At the sign-in for stage 1 of the RideLondon Classique in Saffron Walden, Rebecca Koerner (Uno-X Mobility) was easy to spot in the red-and-white jersey of the Danish national champion. The 23-year-old will wear a different jersey on stage 2, though: She went into the breakaway and won all three QOM sprints, putting her in the orange-and-blue QOM jersey.
“We wanted to have an aggressive race and be out front with at least one rider. Luckily, I was the one who got to get away. I've really been looking forward to getting into a real breakaway, and today I succeeded, so I'm really happy,” Koerner said in the post-stage interview.
She and Lea Lin Teutenberg (Ceratizit-WNT) got away very early in the 159.2-kilometre stage and split the QOM and sprint points between themselves, sharing the workload on their ride of 140km before being caught with 16.5km to go.
“It would have been better to have more people out there, but the two of us cooperated well, and we had a nice day together. In the end, I managed to get what I came for, I’m happy about that,” Koerner said about her day ahead of the pack on the Essex roads.

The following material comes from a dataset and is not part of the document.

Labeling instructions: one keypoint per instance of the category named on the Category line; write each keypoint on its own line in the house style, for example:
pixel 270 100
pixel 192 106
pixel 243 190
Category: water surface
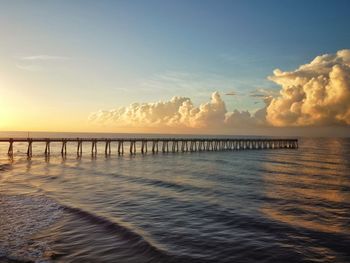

The Dane is another lateral entrant into women’s cycling: In her youth, she practiced high diving and had won three Danish championships at age 18.
But after injuring her hip and back when she fell badly in the diving pool, she switched to road cycling, buying her first race bike in 2019.
Koerner spent the next two seasons with the well-known Copenhagen cycling club ABC (Arbejdernes Bicycle Club). In 2021, she took six domestic victories in the red-white-blue kit, including a stage and the GC in the prestigious Randers Bike Week, and was selected for the World Championships.
For 2022, Koerner signed with the Uno-X Pro Cycling Team, still her current squad, and in 2023, she won the Danish road championships from an early breakaway, finishing with a 32-kilometre solo.
Looking ahead to Saturday, Koerner hopes to defend her new orange-and-blue jersey.
“It would be nice to keep the jersey also after tomorrow, but we will have to see how the stage goes tomorrow,” she said.
There are no QOMs on the final stage in the centre of London, and stage 2 has the same number of QOMs as stage 1. This means that even if someone were to win all stage 2 QOMs, they could at most draw equal to Koerner, putting the GC position into play as a tiebreaker.
Koerner lost 20 seconds on the uphill finish in Colchester and is 54th overall, 22 seconds behind stage winner Lorena Wiebes (SD Worx-Protime), and the QOM classification could even come down to bonus seconds at the intermediate sprint in London. But if Koerner manages to snatch just one QOM point on stage 2, she only has to finish the race to win the orange jersey.